My WordPress Blog
Bisnis  

Airnav Tanggapi Usulan Perubahan Rute Penerbangan Domestik



BANDUNG — Perusahaan Umum Lembaga Penyelenggara Pelayanan Navigasi Penerbangan Indonesia (LPPNPI) atau AirNav Indonesia memberikan respons terkait usulan dari sejumlah maskapai penerbangan yang meminta perubahan pada beberapa rute penerbangan domestik dalam Rancangan Undang-Undang (RUU) Pengelolaan Ruang Udara Nasional.

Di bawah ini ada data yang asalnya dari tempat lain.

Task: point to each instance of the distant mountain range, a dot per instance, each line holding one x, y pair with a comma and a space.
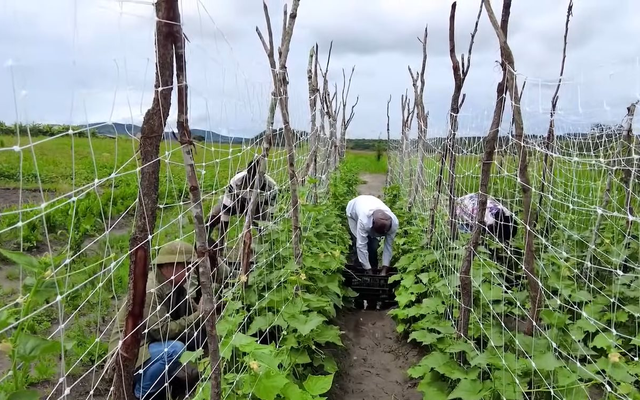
118, 128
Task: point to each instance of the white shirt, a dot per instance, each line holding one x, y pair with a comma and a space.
360, 216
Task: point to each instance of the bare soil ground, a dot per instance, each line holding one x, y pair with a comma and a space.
11, 197
376, 359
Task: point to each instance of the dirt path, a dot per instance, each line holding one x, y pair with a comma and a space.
376, 359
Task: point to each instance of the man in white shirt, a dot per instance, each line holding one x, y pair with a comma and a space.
236, 201
370, 219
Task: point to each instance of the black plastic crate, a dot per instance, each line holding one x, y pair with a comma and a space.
372, 288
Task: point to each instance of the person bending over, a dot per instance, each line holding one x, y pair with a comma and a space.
171, 322
499, 221
369, 220
237, 197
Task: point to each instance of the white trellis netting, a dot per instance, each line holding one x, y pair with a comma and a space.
586, 240
68, 193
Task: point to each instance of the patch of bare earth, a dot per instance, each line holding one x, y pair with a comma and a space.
14, 197
374, 363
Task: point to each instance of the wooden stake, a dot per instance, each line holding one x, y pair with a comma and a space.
547, 167
535, 291
151, 133
466, 289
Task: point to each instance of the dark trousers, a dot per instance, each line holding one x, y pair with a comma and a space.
372, 248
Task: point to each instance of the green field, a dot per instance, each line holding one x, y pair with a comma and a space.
101, 173
591, 320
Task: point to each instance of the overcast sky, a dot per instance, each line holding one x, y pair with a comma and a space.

Direktur Operasi AirNav Indonesia, Setio Anggoro mengatakan bahwa pihaknya telah menerima berbagai usulan tersebut. Salah satu contohnya adalah revisi rute penerbangan Jakarta—Bali yang dinilai oleh maskapai tidak efisien karena harus melewati wilayah yang dihindari. Hal ini terkait dengan ruang udara terbatas di Pangkalan TNI AU Iswahjudi yang berada di Kabupaten Magetan, Jawa Timur.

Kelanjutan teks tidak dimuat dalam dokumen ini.